A segurança total é entendida como a resiliência dos sistemas apoiada em dois pilares. O primeiro, das práticas de adesão às regras, normas e procedimentos criados por antecipação para o controle de perigos e riscos conhecidos. O segundo, englobando estratégias e escolhas do como lidar com variabilidades e imprevistos para os quais não existem regras guias da ação. São práticas apoiadas na expertise dos operadores, na flexibilidade das organizações que se mostram capazes de aprender no seu cotidiano.

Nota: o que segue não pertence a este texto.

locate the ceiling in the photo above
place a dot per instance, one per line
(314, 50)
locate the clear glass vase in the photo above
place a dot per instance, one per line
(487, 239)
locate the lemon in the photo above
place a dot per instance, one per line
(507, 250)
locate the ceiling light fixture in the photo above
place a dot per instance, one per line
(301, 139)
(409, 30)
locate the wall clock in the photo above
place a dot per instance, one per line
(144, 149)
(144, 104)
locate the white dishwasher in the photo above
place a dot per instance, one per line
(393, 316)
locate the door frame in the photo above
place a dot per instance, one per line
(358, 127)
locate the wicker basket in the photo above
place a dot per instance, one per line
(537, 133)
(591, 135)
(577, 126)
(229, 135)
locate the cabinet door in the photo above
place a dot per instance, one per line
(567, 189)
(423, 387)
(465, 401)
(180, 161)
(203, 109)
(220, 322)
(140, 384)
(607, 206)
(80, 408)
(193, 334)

Atualmente, no Brasil, um dos desafios da prevenção está na resistência daqueles que se apegam exclusivamente ao “primeiro pilar”. Na rigidez com que se apegam aos formalismos e se recusam a reconhecer a importância crescente da segurança na ação. A contribuição de Amalberti ajuda a reconhecer que os sistemas sócio técnicos atuais só não tem mais acidentes exatamente porque os trabalhadores estão o tempo todo acompanhando e avaliando o desenvolvimento das atividades, detectando perturbações, diagnosticando aquelas que representam ameaças de acidentes e perdas e mobilizando ações de adaptação e correção que permitem a retomada do trabalho. Essas adaptações e correções se passam como não acidentes e por isso mesmo tendem a permanecer invisíveis. Se fracassam e a situação evolui para qualquer desfecho indesejado ganhará destaque e visibilidade.

Os avanços dessa forma de pensar a gestão de segurança em diferentes indústrias tem servido de fonte de aprendizagem para serviços de saúde em especial no desenho de estratégias de prevenção de eventos que afetem a saúde de usuários atendidos em hospitais e, de modo crescente, na atenção primária de saúde. Em palestra sobre o tema dos Cuidados de saúde mais seguros Amalberti destacou a heterogeneidade dos níveis de cuidados oferecidos em diferentes serviços de saúde. No limite temos leque de situações que vai da pior situação possível, ou seja, aquela em que os danos existentes superam todos os benefícios obtidos exigindo intervenções destinadas à redução desses danos, ao outro extremo, em que se tem desempenhos ótimos na adesão a padrões de qualidade do serviço e em que as intervenções possíveis visariam a otimização dos cuidados. Uma apresentação que deve servir de estímulo a quem atua em serviços de saúde. Afinal, qual o nível de cuidados atual aí onde você trabalha?

Ildeberto Muniz de Almeida é professor do Departamento de Saúde Pública da Faculdade de Medicina da Unesp de Botucatu.